After six months he gets engaged to another, but despite this, apart from a period of rest of a few months, the two decide to continue their relationship, thus becoming lovers. A. is confused: she no longer wants to be "the second choice", she wonders if she is really in love with him, she asks me for sincerity.
Obviously, I could only satisfy his request.

The story of "A.", tired of being the "second choice"

Hello Ale,
I have been following you for years and I admire you very much: you exude that purity and tranquility that many people no longer have.
I always read your answers and you put so much sincerity and love into it that after months I was convinced and I decided to write to you.
First of all, let me introduce myself: I am A., I am 21 years old and in this story I play the part of the lover.
I've known this guy I'll call A., for about 6 years, and we've always been good friends.
As soon as we met he felt something for me (something very strong, said by him and his friends), but I did not reciprocate these feelings.
However, we continued our friendship for years, until we reached a difficult and crucial moment: physical attraction.
Why Ale, I really have to tell you: he is a really nice guy, and if temperamentally he has never attracted me, physically he has always succeeded 200%.
One evening two and a half years ago, we decide to meet and what must happen happens.

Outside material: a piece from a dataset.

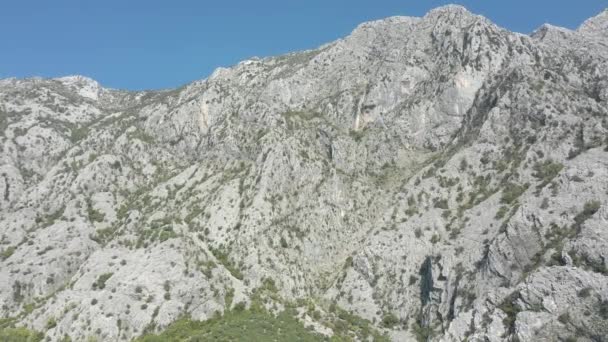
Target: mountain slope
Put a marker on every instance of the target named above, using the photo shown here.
(440, 177)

Thus begins the "relationship", which had nothing of a relationship except seeing each other 2/3 times a week, always with that one purpose and for some chat.
I get to the point: after 6 months he gets engaged to this girl I will call B, whom I don't know except by sight.
From rumors I learned that she was aware of my relationship with A, consequently cornered him and made him make a decision: either me or her.
For a few months we stopped dating, and then started again as if nothing had happened.
He calls me, we see each other, we talk a lot, he confides and I know perfectly well that I am a reason for relief and entertainment for him, I don't put stakes on him, I'm not "on him" like his girlfriend does - obviously behavior more than legitimate since she is his girlfriend.

When we are in the same place he doesn't take his eyes off me, he compliments me, even if he was my boyfriend.
He is always interested in my life, he listens to me when I speak and I do the same.
With me he opens up, I know him for what he is, and I'm not sure if that is the case for his girlfriend.

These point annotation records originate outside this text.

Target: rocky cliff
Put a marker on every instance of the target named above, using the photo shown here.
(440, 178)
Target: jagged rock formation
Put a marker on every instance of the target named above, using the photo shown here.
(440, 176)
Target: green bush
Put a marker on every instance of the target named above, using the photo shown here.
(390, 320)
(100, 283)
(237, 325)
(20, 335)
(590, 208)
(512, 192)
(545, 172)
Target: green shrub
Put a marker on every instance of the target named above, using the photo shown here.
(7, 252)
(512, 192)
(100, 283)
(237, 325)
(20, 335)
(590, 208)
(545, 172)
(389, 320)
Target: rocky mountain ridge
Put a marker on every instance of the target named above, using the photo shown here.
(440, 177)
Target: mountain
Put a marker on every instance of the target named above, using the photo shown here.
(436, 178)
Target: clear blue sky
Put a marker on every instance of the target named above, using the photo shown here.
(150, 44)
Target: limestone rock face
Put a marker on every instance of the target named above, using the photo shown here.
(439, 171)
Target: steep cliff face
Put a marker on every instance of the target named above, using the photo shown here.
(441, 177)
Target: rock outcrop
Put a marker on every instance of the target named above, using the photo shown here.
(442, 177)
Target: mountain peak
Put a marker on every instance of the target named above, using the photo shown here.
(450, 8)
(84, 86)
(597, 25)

But today I'm here, after two and a half years of "relationship" with A, and after two years of relationship between A and B, because I realized I wanted something more from him.
I would like to be the one who takes out to dinner, the one who takes to the sea, the one she gives gifts to.
I'm still not sure I feel love for him, it's certainly something very strong and what's more I'm tired of staying in the shadows.

My question is only one: why does he still keep seeing me despite having her? Why is he jealous and possessive with me and always wants to know what I do and who I go with and where I go?

I know you can't have the answers to everything, but since I realized I feel more, I don't know what to think and do.
I don't want to be anyone's “hole stage”, even if by doing so I give this expression.

Be completely honest, and give me a shake if necessary: ​​I have always been a strong girl and according to others also awake, but now I feel like sleeping beauty.


A big bear hug.
TO.

Tell Crinzi: Alessandra Crinzi answers

Dear beauty sleeping in the woods,
I hope the castle is equipped with a bathrobe and hairdryer, because the spell that hit you can only be dissolved with a twenty-liter bucket of water and ice.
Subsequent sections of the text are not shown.